There’s no suggestion such fare will be on offer at 21212, with Kitching insisting he’s decided to “grow up” because he is “tired of being viewed as this lanky Shaggy figure cooking up weird, experimental dishes.”
Certainly his New Town address is as mainstream traditional as it is possible to get and I’m guessing the menu at 21212 will be a tad more conventional as well. However Kitching and his partner, Katie O’Brien couldn’t resist retaining a few element of their unorthodox style.
For instance, they’ve totally foregone the formal suits, shirt and tie look for staff. This I know first hand, because they turned to Holyrood PR client, NKD Clothing to have their staff uniforms designed and supplied.
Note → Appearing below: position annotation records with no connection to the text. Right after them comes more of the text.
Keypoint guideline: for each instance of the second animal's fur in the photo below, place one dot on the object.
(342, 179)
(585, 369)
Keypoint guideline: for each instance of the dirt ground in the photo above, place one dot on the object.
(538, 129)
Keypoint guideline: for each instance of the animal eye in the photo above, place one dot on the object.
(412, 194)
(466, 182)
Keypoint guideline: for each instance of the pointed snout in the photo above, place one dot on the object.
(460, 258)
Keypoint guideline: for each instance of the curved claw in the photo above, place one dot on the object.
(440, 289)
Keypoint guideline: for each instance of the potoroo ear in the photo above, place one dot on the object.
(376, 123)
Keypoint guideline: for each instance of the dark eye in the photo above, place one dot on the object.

It was a process which started with the couple turning up with a heavy, canvas artist’s smock they’d sourced over the internet. Like I say, quirky.
Needless to say NKD Clothing refined the concept and came up with a look that is perfect: individual and slightly unusual, yet practical, comfortable and sure to be a hit with the staff who wear them.
So, cue a photoshoot at the restaurant on Thursday – just 24 hours after opening day – with redoubtable Deadline photographer Lorenzo Dalberto on hand to capture the staff in their new finery.
As a result, on Thursday night I found myself reviewing the pictures.
I’ll come clean here, I’m not renowned for my interest in crockery, condiment sets, teacups, sugar bowls or other fripperies – even though I did once own a particularly fine leopard print teapot that would have made Bet Lynch proud.
However, one thing leapt out at me – probably because it seemed painfully quirky – and that was the cow shaped milk jug being used in the photograph by a member of the front of house team (there are no “waiters” in modern restaurants, I’m led to believe).
I’m not saying I went to bed and dreamt of cow shaped milk jugs. But I did wake up wondering where to buy such a thing.
Such is the nature of outlandish coincidences that I only had to open Friday mornings Scottish Daily Express to find out – an article headlined Everything you need for tea on the lawn, which revealed the “witty milk jug” is an Emma Bridgewater design.
This freaky Friday experience could have left me unsettled. However, I was far to gobsmacked by the price tag to really care.
Fifty effing quid? For a milk jug?
Emma Bridgewater has lovely jugs. Unfortunately they’re just out of my reach.